The company believes this second line of defense — texting your contacts — is very important, and claims it has customer discovery interviews to back it up. The target price for the device is around $35 per unit. That’s significantly cheaper than, say, Flare’s stylish bracelets, but far more expensive than the $7 Amazon charges for the large, pink, bulky pepper sprays the company is replacing.

Is it justifiable?

We were a little curious to find two men at the helm of a company targeting women, but the founder says he sees no conflict in this.
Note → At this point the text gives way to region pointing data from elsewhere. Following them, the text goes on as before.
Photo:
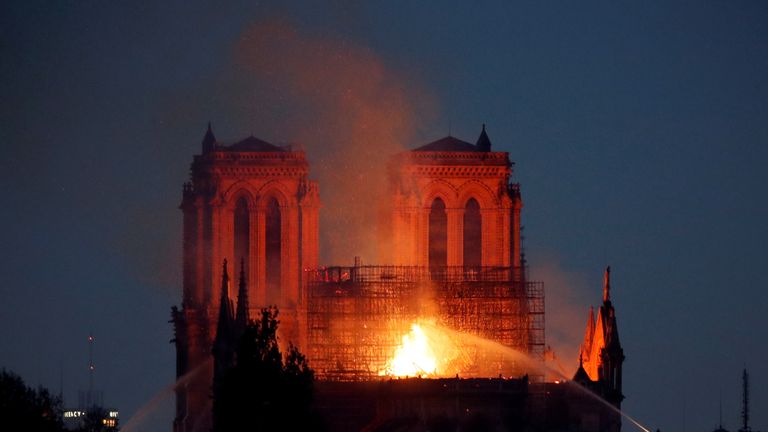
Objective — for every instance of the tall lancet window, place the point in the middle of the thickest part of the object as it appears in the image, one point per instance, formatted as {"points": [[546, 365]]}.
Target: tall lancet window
{"points": [[242, 232], [473, 237], [273, 251], [438, 234]]}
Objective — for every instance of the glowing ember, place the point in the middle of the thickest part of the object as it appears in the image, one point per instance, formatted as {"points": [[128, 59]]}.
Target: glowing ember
{"points": [[415, 357]]}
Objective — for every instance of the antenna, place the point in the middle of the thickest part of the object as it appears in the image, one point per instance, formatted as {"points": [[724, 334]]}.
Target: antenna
{"points": [[721, 410], [91, 368], [745, 400]]}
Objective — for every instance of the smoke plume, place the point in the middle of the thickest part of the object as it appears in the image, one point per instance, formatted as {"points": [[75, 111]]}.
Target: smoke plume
{"points": [[346, 108]]}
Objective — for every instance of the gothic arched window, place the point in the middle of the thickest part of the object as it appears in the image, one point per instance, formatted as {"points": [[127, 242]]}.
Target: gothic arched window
{"points": [[438, 234], [273, 250], [242, 232], [473, 235]]}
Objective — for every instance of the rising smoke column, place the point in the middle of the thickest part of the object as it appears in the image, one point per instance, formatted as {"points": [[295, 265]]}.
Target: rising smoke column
{"points": [[348, 110]]}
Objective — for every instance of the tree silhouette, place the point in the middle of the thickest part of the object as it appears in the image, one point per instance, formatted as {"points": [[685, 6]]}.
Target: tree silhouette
{"points": [[26, 408], [265, 390]]}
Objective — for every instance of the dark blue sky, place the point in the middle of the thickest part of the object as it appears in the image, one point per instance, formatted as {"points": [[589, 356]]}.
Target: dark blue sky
{"points": [[639, 132]]}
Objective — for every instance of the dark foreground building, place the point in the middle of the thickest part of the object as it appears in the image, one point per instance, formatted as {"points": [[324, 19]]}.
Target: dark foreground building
{"points": [[456, 261]]}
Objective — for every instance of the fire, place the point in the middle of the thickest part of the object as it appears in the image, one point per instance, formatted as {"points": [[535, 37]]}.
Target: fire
{"points": [[414, 357]]}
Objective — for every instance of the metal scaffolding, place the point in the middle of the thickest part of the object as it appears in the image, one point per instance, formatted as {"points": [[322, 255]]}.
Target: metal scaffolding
{"points": [[356, 316]]}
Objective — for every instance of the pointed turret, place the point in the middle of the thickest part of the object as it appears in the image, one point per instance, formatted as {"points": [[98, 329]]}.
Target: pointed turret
{"points": [[581, 375], [209, 140], [607, 285], [589, 335], [483, 142], [242, 317], [226, 316]]}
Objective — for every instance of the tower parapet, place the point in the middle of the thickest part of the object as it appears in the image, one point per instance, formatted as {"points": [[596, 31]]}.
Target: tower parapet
{"points": [[454, 205]]}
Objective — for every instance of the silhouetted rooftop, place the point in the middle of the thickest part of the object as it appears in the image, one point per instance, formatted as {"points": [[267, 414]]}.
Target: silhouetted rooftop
{"points": [[253, 144], [448, 143]]}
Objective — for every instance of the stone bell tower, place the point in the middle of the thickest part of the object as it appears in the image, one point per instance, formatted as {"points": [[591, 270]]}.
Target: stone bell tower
{"points": [[249, 202], [454, 205]]}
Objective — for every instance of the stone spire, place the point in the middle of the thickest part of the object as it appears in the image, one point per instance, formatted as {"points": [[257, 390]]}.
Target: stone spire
{"points": [[209, 140], [242, 317], [483, 142]]}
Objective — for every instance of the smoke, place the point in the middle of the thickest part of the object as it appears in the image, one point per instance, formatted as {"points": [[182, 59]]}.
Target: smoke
{"points": [[568, 297], [346, 108]]}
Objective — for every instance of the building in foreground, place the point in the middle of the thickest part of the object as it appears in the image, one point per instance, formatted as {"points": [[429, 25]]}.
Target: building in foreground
{"points": [[456, 274]]}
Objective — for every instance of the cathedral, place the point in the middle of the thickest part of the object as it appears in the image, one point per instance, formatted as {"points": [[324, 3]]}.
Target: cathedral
{"points": [[455, 263]]}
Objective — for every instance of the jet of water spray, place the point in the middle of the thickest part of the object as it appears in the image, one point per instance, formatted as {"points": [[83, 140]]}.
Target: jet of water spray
{"points": [[528, 362], [160, 396]]}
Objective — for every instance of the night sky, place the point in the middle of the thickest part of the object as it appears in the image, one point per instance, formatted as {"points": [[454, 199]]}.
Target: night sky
{"points": [[639, 133]]}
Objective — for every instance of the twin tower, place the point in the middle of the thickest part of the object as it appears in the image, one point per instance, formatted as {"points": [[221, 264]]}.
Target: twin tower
{"points": [[452, 205]]}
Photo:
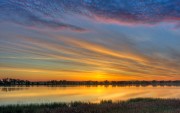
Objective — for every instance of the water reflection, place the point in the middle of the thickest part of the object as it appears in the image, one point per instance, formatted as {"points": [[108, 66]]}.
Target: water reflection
{"points": [[43, 94]]}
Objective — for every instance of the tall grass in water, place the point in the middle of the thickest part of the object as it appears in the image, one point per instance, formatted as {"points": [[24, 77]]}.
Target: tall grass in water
{"points": [[138, 105]]}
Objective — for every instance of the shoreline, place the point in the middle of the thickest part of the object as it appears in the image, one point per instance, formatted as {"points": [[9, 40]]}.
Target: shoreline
{"points": [[136, 105]]}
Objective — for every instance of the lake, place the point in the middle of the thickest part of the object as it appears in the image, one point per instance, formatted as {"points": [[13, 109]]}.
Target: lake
{"points": [[45, 94]]}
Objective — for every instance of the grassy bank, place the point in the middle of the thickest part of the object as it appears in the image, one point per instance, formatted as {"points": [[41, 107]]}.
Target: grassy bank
{"points": [[139, 105]]}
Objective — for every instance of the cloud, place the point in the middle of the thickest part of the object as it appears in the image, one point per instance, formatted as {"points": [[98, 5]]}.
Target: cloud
{"points": [[45, 13], [87, 56], [25, 13]]}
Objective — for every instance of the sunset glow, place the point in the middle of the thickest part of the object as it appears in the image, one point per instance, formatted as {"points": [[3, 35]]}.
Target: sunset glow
{"points": [[90, 40]]}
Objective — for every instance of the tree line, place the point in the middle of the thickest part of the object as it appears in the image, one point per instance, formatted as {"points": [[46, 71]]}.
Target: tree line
{"points": [[10, 81]]}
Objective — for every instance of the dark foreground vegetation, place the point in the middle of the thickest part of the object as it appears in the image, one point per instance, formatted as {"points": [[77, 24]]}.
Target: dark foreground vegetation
{"points": [[9, 81], [138, 105]]}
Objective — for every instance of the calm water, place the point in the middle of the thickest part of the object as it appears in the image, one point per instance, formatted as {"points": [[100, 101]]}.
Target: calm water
{"points": [[43, 94]]}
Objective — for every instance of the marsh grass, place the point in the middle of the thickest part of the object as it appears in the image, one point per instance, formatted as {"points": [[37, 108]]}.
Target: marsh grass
{"points": [[138, 105]]}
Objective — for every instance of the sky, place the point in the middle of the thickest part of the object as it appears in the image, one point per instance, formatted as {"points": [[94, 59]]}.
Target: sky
{"points": [[90, 39]]}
“WWe went through a three to four month program called iCOR at the University of Michigan. We interviewed about 15 of our target audience each week and asked them what they like, what they don’t like, why they use self-defense, why they don’t use self-defense,” Logan says, dismissing a question as to whether it might have made sense to do that Add one or two women to the founding team. “We asked them if they see each other’s current location and if they track each other, things like that. Our company and our product were shaped by this customer finding work.”

Far be it from me to stop a few fledgling entrepreneurs from following their dreams, but given that smartphones have increasingly sophisticated contingency measures built in, I wonder if there really is a place in the market for this product – doubly important, since it cannot communicate with emergency services or friends on its own, it needs to be connected to a smartphone via Bluetooth.

As a 6-foot-4, martial arts-trained ex-cop, I’m willing to concede that it’s possible I’m privilege-blinded in this case, so maybe take my criticism with a handful of sodium chloride. That being said, everything I know about self-defense screams “keep it simple”. A $7 can of pepper spray in one hand and a phone in the other seems more reliable than the solution 444 outlines with his vision for a safer future.